Gallipoli was the brainchild of Winston Churchill, who maintained the belief that the Mediterranean was the “soft underbelly” throughout both world wars. His “second front” was going to change everything, in 1915 and 1942.

Churchill, you understand, was an imperialist to his spinal fluid. In the First War, he had his eye on gaining territory from the tottering Ottoman Empire (and ensuring the sea lanes to India). In the Second, he was intent on maintaining the integrity of those territories the Brits had acquired in the First.

In fairness, Gallipoli was also an attempt to make a breakthrough anywhere, because nothing was happening on the Western Front except a daily mortality rate that no nation could sustain for long.

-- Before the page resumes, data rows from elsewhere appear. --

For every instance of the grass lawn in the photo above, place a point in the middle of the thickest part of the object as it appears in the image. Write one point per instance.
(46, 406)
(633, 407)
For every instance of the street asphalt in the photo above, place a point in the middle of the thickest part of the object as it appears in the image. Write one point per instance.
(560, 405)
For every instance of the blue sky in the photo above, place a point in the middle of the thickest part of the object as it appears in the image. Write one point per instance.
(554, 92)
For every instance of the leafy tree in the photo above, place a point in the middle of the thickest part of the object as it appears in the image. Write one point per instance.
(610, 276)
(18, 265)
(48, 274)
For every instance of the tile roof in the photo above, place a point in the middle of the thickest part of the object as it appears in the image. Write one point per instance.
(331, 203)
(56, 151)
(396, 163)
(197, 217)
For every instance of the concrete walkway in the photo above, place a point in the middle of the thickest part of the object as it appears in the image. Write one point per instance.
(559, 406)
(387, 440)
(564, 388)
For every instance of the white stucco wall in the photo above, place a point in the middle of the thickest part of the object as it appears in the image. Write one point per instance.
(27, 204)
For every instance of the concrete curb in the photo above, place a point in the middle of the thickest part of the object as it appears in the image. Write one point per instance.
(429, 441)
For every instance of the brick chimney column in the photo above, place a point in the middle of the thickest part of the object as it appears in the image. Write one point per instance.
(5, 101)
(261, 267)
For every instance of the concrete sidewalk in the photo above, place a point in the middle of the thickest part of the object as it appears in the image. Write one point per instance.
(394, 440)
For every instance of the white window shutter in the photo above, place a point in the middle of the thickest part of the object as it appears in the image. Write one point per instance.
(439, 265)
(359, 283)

Especially one that still had a volunteer military.

So they cobbled together land and sea forces and headed for the Straits. Their first attempt, a naval attack, foundered on Turkish mines. But it did alert the Ottomans that something was on the way. So they resorted to landing troops on beaches of Suvla Bay that faced German-trained Turks holding the high ground. The Allies—including large forces from Australia and New Zealand—effectively never got off the beaches. Not in nine months of fighting.

Conditions were appalling; casualties ditto. The troops were never properly supplied (arguments back in London about which front should be fully supported), except with bad commanders. When they evacuated on 7 December, they left behind 46,000 dead, with total casualties more than half of the force of 450,000 who served.  

So 25 April is commemorated in the Antipodes as ANZAC day, with a mixture of pride and bitterness, at being imperial catspaws. The song “And the Band Played Waltzing Matilda”, written by Scottish folk songwriter Eric Bogle in 1971, captures this, so I’ll leave you with the cover by The Pogues, which is as raw as a trench.





2 comments:

  1. With your excellent blog posts I realize how much danger my father, my grandparents, and my aunt were in being Americans living in Constantinople 100 years ago.